De pronto, en el globo de la izquierda y en el de la derecha aparecieron dos tenues figuras: un hombre y una mujer. Una sonrisa curvó los labios de Elfrid y fue rápidamente reprimida a medida que los hologramas se difuminaban. Madre. Padre. Después de todo, su instructor estaba equivocado y Rolend tenía razón: empezar con imágenes conocidas, hasta lograr una visión clara; y después volver a los ejercicios, una vez que ya se había tenido la experiencia.
En el globo central, una diminuta llama iluminaba las figuras laterales y a la muchacha que las modelaba: dieciséis años, tal vez, aunque era tan delgada que podría haber sido más joven. Sólo los ojos grises, de mirada grave y solemne, lo desmentían.
Una hora dedicada a este ejercicio también producía dolor de cabeza. Los llamados Dones Reales lo producían, si se perfeccionaban como ella perfeccionaba los suyos. La verdad es que era probable que nunca la convocarían para usarlos oficialmente. Pero ella había desmentido con su práctica a los que afirmaban que para conquistar los Dones era requisito indispensable tener sangre real por vía paterna y materna. En comparación con esta forma avanzada de la Luz Difusa, el Aura casi no requería entrenamiento ni esfuerzo alguno; la Llama, rara vez algo más que una débil chispa, aun en los descendientes más fuertes de Alster, era un juego de niños; y la Adivinación, apenas un ejercicio aburrido.

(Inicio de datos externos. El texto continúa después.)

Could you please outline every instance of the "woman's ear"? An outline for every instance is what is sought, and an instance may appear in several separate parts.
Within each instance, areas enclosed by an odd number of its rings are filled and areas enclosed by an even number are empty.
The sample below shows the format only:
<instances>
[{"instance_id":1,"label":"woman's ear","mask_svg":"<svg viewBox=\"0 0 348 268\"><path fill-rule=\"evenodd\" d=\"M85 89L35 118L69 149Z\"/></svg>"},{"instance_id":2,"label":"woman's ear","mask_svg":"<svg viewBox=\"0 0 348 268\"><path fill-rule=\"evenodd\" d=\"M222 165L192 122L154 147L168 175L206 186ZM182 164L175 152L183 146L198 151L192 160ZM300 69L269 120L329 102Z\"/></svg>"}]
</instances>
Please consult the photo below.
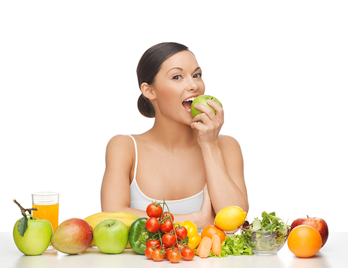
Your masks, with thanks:
<instances>
[{"instance_id":1,"label":"woman's ear","mask_svg":"<svg viewBox=\"0 0 348 268\"><path fill-rule=\"evenodd\" d=\"M143 95L144 95L146 98L150 100L154 100L156 99L156 95L153 91L152 87L150 86L147 83L143 83L140 86L140 89L141 90L141 92Z\"/></svg>"}]
</instances>

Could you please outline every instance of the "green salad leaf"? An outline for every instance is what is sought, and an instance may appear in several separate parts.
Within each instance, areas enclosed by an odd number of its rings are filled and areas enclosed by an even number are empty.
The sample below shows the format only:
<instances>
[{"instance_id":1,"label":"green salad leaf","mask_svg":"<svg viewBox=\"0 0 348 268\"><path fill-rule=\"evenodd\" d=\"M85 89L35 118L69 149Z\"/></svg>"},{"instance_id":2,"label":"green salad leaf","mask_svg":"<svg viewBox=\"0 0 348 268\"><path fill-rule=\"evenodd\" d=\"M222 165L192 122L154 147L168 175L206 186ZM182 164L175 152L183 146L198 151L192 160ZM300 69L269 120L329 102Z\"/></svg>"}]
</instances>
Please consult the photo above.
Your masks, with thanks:
<instances>
[{"instance_id":1,"label":"green salad leaf","mask_svg":"<svg viewBox=\"0 0 348 268\"><path fill-rule=\"evenodd\" d=\"M228 235L221 243L221 253L217 256L210 251L209 257L224 258L228 255L253 255L253 253L240 235Z\"/></svg>"},{"instance_id":2,"label":"green salad leaf","mask_svg":"<svg viewBox=\"0 0 348 268\"><path fill-rule=\"evenodd\" d=\"M253 249L271 251L285 241L289 233L287 229L290 226L276 216L275 212L269 214L264 211L262 217L261 221L255 218L253 223L246 227L246 229L252 232L246 231L243 235ZM258 231L267 232L257 232Z\"/></svg>"}]
</instances>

Pero el raro Toque Curador, eso sí era algo que valdría la pena desarrollar. ¡Eso le enseñaría a Sedry! Desde luego, para trabajarlo tendría que conseguir a alguien dispuesto a soportar el toque de una bastarda. No era imposible.
La visión vaciló otra vez; impaciente, dejó de lado la febril charla mental, los trillados pensamientos. Sus ojos pasaron con orgullo de un rostro sonriente al otro.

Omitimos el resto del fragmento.